This is a good hairdress!


----------



## Zedcars (Jul 12, 2021)

Rob said:


> That's a bit of a stretch honestly...Ok


Ok, I exaggerated. Replace “only” with “partly”.


----------



## Giovanni dall Camera (Jul 12, 2021)

The better Team won … ITALIAAAAAAAA!!!!

It was a true thrill to watch that game and it is only fair for the European Champion’s Cup to remain within the European Union!


----------



## Emmanuel Rousseau (Jul 12, 2021)

Well, sorry to disappoint you guys, but France still has the best attack in the world. 

(That's what all our journalists were saying just before the Euro)


----------



## DANIELE (Jul 12, 2021)

The only thing I know, as an Italian, is that tonight I didn't sleep well and now I'm very tired because of all the noise my compatriots did till late night.


----------



## chrisr (Jul 12, 2021)

For sure the better team won, congrats Italy.

Southgate talked about utilizing his full squad, but it's plain that he doesn't really trust those he picked lower down the order, as he barely utilised them.
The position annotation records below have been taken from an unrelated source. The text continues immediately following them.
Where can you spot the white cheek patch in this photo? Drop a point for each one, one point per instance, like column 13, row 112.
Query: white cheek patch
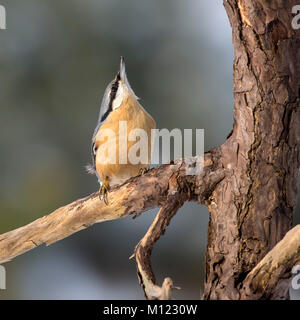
column 119, row 98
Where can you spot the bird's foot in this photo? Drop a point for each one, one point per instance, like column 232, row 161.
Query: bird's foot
column 143, row 171
column 104, row 191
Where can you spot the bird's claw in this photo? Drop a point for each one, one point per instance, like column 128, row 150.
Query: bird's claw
column 103, row 192
column 143, row 171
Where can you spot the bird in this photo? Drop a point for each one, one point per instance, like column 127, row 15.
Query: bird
column 119, row 105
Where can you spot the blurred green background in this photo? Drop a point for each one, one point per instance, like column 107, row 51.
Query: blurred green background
column 56, row 58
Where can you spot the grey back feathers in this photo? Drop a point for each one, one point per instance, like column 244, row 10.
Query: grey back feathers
column 107, row 107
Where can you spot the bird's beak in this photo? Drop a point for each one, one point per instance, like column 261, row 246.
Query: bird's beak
column 122, row 69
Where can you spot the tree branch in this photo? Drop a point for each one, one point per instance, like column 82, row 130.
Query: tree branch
column 264, row 280
column 144, row 248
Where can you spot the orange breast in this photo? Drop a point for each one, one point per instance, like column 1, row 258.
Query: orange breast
column 113, row 147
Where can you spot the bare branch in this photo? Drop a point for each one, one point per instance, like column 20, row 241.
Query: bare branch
column 137, row 195
column 275, row 267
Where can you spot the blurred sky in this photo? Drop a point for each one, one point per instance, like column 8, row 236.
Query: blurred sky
column 56, row 59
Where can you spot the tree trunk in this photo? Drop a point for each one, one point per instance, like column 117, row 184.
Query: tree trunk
column 251, row 209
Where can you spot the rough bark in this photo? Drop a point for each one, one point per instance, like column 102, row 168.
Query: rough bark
column 137, row 195
column 253, row 206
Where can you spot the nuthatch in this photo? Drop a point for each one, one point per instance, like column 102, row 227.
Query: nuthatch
column 119, row 104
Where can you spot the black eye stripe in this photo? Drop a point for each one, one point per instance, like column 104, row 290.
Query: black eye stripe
column 113, row 93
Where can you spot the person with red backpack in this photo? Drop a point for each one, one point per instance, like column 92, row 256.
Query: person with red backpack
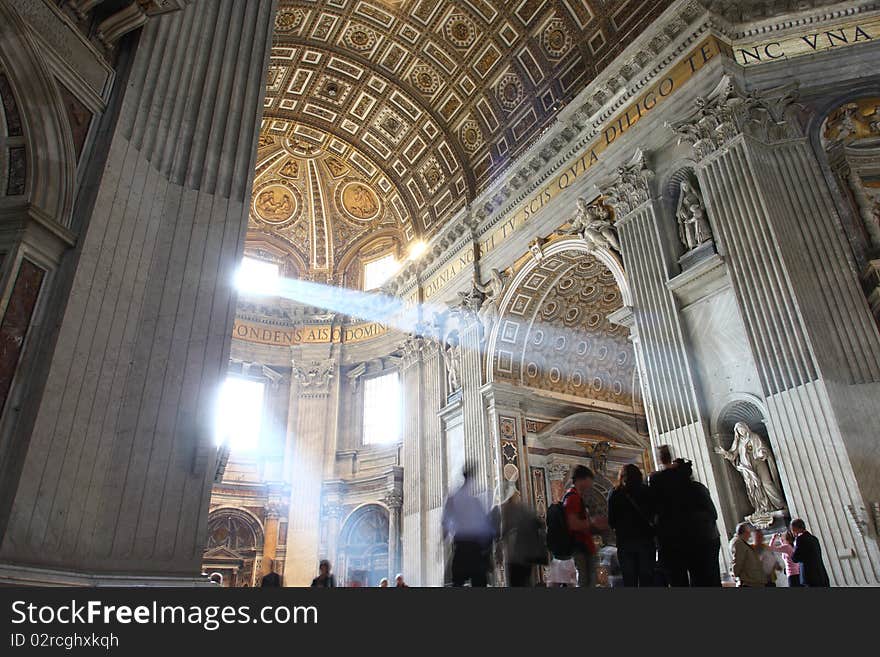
column 570, row 527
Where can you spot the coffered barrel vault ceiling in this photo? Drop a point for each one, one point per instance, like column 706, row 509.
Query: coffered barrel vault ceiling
column 440, row 96
column 319, row 203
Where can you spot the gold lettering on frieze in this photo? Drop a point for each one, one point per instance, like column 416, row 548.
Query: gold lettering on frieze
column 308, row 334
column 834, row 37
column 613, row 130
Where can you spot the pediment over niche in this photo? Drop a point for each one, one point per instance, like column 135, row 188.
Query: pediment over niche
column 221, row 553
column 593, row 426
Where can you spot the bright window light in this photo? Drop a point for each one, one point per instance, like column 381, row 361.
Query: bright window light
column 417, row 250
column 257, row 276
column 239, row 414
column 382, row 410
column 377, row 272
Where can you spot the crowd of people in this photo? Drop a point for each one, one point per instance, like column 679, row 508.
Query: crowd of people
column 665, row 526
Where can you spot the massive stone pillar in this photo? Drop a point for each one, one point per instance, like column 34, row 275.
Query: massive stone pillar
column 423, row 473
column 394, row 502
column 665, row 371
column 413, row 459
column 117, row 469
column 270, row 543
column 478, row 445
column 809, row 328
column 316, row 382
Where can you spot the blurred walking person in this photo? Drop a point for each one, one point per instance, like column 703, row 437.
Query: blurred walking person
column 808, row 555
column 270, row 579
column 687, row 530
column 785, row 546
column 580, row 525
column 745, row 564
column 769, row 562
column 630, row 513
column 324, row 579
column 467, row 523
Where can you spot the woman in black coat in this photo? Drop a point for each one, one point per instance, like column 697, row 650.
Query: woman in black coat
column 630, row 511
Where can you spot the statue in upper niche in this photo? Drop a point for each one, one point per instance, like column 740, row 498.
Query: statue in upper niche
column 492, row 292
column 693, row 226
column 593, row 224
column 751, row 456
column 452, row 359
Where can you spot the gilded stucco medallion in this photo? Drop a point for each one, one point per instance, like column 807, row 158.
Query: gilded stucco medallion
column 276, row 204
column 360, row 202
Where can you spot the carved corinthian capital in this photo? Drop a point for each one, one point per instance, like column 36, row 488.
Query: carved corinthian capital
column 412, row 350
column 629, row 187
column 728, row 112
column 314, row 376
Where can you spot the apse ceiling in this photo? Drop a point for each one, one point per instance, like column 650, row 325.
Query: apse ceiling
column 318, row 201
column 427, row 100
Must have been frustrating for some of those fresh, world class talents to have seen the tired legs on the pitch.


----------



## KarlHeinz (Jul 12, 2021)

For me it was an amazing champion chip.

Since decades I am not really much into football anymore (apart from looking from time to time some mathches that came on free TV when I am just to bored to do anything else), and that was the good old days when I was young went with an old neighboor to lot of the games in the stadium and "my" team won kind of anything (Kevin Keegan, Horst Hrubesch, Felix Magath, Manfret Kaltz and so on, and if I am telling you that they are now in league 2 since years I am sure you know what I am talking about ).

What amazed me most that this time really not only a TEAM had won but PERSONALITY (Chielini, Bonutchi the Methusalem dream team ). And this is rare in footbal especially these days.

But I think England does not have to be to sad, I am sure this young team with so much great players (and not only the first 11 but all 24) will have a great future .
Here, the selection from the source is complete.